Thursday, August 26, 2010

Revisit on the 2s10s curve trade


Some readers send me comments on the relative value trade I posted yesterday. One of them opine that the 20+ year is a better bet. However, I disagree. 2s10s and 10s30s are driven by different fundamentals and their move can vary quite a bit. I believe the belly of the curve is the prime area to put on a flattening trade. The Fed on hold scenario has been priced in by the market, and it extends along the curve  from in to out . Meanwhile, the purchases of  Treasury from the payoffs of MBS and agencies are concentrated on the 5-10 sectors. Therefore, we need to pick this most juicy part of the curve.

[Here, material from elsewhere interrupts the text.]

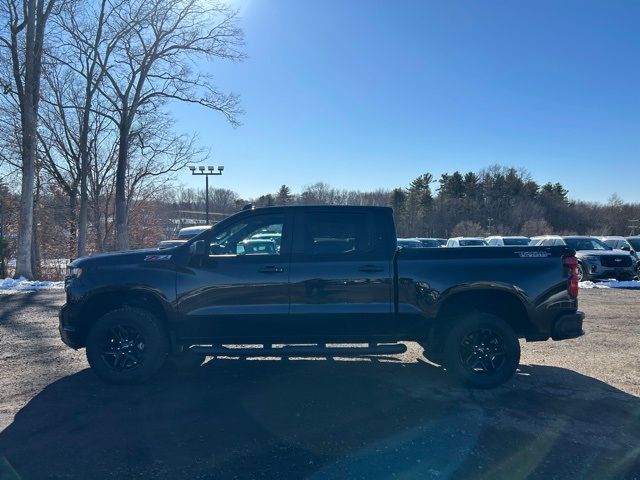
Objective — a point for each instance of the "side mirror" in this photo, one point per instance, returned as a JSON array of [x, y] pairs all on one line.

Another reader ask me about the size of the trade, which is a great point worth mentioning. On a pure curve trade, the position should be duration neutral. In other words, the dollar duration of 2s and 10s of the trade needs to be the same. 2s duration is around 1.9, 10s duration is around 8 at current yield. Given that IEF's bond investments are in the 7-10 year sectors, the duration of it should be somewhere between 6-8. Today's market value of SHY and IEF are 84 and 99, respectively. So the unit ratio is approximately 4.4. In other words, you need to short 4.4 units of SHY for each unit long in IEF. When rate changes, the ratio will change as well due to the convexity of fixed income instruments. However, that won't be too big of a problem, the dollar duration match should get you the bulk part of  trade idea.

A step further is to express views on both the curve and the rates. My view is that the 10s rates can tank further to 2% level. For this bull flattening trade, you can long one unit of IEF and short less than 4.4 units of SHY, depending on your risk appetite. The less risk averse you are, the further away from 4.4 units you should be shorting. However, no matter what, remember to adjust the ratio back to approximately 4.4 after  we get clear signal that rates have hit the bottom.